After the baptismal scene, however, his focus changes.  Instead of continuing his search for the long-lost girlfriend, he decides to search out his long estranged father, Frank (played by Martin Sheen).  Finding him, (and it proved _not_ particularly hard to find him, arguably he knew _exactly_ where he was all the time) both he and his father are revealed to have legitimate complaints: "Why did you leave us?"  "Why didn't you ever, even when you turned an adult, search me out?"  Both realize that they both had reasons to ask the other for forgiveness.  AND EVEN WITH THE CLOCK "TICKING" THEY FOUND THAT THERE WAS "STILL TIME" TO DO SO.  Indeed, _after the reconciliation_ in a scene that puts tears in my eyes now as I recall it, at _dinner_ Dodge's father (again named "Frank") lifts up a glass and in face of a world crashing to its end in less than 2 weeks time, makes a toast "To the beginning of the world."

How does the film end?  Well, I'm not going to tell you, except that I do believe that it fits the direction of the movie and completes its point.  WHAT A GREAT MOVIE and WHAT A GREAT DEFENSE of CHOOSING TO DO GOOD even in the face of no perceivable advantage in doing so.
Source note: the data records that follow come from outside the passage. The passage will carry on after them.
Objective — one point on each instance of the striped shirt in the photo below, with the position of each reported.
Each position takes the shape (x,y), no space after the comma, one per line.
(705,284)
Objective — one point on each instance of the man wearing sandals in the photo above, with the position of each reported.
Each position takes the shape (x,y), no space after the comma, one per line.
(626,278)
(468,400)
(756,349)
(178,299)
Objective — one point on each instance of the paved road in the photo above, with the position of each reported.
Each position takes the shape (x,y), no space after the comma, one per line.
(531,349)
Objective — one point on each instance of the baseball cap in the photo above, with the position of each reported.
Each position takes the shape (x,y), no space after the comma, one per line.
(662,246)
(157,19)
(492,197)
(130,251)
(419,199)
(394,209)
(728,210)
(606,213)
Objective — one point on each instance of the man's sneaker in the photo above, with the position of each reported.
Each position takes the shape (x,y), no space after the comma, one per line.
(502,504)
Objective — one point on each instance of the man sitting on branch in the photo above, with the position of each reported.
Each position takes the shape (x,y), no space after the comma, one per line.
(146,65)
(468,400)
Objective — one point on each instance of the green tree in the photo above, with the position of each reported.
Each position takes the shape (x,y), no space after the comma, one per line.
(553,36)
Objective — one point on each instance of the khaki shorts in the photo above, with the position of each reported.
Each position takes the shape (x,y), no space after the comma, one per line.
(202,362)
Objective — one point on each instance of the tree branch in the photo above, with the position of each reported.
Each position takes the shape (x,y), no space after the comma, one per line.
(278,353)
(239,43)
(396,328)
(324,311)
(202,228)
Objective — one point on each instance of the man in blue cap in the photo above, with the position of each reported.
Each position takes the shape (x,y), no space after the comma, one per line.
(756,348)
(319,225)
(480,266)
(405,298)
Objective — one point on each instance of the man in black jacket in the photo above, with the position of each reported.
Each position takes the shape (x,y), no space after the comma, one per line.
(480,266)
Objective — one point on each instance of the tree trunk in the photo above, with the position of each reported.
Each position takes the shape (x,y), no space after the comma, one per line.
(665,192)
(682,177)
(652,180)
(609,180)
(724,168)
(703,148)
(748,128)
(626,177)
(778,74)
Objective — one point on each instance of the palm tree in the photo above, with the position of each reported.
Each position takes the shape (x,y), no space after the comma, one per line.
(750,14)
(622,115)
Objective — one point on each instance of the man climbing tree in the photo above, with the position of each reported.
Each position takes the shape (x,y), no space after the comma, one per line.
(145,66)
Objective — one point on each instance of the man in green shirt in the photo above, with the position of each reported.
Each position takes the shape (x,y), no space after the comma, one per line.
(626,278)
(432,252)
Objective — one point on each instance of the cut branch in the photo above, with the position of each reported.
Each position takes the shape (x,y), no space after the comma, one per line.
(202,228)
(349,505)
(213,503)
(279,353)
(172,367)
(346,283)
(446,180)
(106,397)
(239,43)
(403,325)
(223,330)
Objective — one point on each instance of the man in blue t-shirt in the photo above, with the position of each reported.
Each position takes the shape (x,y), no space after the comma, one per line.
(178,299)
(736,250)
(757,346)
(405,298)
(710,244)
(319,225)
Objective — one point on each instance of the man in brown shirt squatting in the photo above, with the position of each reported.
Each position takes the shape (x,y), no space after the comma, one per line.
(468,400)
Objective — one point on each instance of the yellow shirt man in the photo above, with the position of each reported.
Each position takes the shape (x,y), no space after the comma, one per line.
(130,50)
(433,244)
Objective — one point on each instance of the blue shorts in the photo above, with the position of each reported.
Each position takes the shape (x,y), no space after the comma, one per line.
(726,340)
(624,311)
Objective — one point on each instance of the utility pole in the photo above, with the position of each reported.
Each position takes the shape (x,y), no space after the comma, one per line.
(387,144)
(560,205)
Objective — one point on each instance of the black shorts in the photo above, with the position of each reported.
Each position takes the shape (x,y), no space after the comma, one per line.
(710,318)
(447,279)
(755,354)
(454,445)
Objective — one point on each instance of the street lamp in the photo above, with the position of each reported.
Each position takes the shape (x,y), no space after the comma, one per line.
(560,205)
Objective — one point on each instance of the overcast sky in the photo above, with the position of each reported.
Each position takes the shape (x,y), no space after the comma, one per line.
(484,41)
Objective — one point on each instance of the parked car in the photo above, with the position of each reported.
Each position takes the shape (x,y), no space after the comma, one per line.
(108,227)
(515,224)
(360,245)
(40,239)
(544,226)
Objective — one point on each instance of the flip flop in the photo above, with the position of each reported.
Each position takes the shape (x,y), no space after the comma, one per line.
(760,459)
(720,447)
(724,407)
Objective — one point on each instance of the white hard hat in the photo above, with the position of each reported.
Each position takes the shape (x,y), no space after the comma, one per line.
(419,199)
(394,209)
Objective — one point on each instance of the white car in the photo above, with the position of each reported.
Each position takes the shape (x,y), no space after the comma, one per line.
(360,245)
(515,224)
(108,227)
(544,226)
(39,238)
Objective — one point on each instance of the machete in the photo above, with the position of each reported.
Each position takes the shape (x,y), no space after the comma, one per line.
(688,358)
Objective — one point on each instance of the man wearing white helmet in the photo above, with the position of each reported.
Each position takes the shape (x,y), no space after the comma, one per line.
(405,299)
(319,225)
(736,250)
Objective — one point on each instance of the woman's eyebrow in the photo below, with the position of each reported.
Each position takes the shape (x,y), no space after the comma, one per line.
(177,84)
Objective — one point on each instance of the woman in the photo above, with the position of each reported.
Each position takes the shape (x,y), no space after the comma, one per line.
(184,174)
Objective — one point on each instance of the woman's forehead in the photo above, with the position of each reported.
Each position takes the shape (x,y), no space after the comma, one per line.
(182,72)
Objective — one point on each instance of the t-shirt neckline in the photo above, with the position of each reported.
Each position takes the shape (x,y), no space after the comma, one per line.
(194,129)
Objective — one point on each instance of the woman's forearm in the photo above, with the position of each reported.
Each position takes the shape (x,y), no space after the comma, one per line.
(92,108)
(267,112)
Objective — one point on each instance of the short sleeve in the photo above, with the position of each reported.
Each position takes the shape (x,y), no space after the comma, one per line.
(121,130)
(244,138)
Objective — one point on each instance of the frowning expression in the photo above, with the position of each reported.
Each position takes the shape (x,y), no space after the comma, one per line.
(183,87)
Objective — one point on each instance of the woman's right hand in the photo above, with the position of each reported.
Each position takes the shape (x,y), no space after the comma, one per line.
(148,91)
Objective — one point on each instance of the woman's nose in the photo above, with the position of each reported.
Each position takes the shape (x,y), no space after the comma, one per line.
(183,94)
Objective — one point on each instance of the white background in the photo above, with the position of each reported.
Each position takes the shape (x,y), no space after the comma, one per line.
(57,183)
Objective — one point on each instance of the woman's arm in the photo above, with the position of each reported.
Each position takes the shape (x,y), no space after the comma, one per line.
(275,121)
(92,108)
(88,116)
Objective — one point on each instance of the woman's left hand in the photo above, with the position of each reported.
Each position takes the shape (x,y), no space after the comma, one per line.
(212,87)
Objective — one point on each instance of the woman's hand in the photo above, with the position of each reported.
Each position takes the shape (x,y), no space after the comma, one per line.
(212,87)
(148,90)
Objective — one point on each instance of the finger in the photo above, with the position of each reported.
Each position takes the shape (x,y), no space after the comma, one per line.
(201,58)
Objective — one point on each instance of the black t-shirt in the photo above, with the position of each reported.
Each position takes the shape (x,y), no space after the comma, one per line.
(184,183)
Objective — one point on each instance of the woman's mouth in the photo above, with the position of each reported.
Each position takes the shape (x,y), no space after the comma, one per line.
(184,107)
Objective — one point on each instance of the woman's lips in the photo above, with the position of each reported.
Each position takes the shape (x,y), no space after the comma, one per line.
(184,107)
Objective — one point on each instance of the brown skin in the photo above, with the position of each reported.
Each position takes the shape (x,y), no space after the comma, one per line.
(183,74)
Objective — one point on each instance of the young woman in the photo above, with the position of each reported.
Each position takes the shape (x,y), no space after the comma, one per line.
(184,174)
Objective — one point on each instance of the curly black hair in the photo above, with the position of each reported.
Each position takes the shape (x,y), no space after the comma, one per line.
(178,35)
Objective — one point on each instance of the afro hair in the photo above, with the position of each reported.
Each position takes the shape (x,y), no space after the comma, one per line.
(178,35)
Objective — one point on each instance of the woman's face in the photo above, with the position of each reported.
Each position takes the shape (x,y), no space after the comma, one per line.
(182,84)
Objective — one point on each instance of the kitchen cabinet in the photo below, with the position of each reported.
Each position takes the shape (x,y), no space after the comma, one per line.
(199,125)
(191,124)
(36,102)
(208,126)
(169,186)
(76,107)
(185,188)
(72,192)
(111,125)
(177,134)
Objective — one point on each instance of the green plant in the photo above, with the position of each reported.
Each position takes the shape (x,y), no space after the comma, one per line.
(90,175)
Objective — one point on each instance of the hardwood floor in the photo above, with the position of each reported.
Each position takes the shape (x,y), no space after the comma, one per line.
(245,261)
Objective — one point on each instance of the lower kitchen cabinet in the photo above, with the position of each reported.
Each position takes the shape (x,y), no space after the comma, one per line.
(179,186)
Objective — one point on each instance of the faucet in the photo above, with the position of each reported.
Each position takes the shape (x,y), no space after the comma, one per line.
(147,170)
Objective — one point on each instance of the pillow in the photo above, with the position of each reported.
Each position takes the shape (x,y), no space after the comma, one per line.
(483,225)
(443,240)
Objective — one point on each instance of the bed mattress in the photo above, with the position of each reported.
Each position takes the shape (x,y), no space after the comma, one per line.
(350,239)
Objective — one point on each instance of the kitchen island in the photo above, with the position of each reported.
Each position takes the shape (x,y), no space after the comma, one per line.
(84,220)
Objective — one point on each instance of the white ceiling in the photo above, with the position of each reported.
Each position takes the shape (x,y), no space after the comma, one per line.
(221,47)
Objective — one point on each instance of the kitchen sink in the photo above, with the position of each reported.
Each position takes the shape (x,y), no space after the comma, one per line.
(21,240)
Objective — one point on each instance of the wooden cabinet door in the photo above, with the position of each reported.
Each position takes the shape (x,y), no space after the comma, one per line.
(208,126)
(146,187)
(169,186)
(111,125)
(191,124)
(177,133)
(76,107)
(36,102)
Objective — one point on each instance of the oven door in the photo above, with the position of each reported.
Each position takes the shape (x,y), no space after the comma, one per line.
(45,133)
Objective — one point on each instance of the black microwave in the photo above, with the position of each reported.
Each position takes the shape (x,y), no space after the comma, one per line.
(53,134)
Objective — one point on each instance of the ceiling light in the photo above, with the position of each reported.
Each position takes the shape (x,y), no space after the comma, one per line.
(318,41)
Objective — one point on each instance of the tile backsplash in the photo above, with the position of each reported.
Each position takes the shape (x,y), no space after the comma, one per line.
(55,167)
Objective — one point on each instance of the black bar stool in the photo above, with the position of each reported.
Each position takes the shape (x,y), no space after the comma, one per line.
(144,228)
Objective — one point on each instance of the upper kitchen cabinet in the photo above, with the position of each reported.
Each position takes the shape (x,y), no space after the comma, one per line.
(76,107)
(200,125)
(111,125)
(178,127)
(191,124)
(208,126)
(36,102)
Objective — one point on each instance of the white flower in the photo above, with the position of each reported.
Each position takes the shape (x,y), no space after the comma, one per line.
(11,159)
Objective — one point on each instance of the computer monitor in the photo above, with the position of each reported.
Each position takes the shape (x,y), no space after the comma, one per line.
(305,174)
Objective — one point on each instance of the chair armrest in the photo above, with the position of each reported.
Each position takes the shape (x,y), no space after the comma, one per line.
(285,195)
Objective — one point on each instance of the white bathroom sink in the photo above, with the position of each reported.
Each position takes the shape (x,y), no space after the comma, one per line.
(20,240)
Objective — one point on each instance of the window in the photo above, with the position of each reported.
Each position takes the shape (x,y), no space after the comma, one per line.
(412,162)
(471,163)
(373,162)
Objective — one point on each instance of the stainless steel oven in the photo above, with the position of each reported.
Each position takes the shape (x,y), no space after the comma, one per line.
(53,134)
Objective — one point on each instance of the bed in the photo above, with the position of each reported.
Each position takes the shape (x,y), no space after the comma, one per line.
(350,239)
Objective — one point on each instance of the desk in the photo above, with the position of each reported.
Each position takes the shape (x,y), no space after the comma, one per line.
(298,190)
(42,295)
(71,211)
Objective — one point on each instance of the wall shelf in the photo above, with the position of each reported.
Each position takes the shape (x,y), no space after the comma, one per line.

Over the years, I've come to like Steve Carrell's movies.  He has repeatedly chosen to play "small" decent people who chose to be good rather than seek "greater-ness."  Then I've had _enormous respect_ for Martin Sheen (Though I never met him, I've come to think of him "St. Martin of Los Angeles." It has a nice ring to it ;-) since my days of living and studying in Los Angeles in the mid-1980s-early 1990s.  It's good to see even Keira Knightly of "Pirates of the Caribbean" fame "choosing well" as well.  GOOD JOB FOLKS, and good job Lorene Scafaria too!  God bless you all!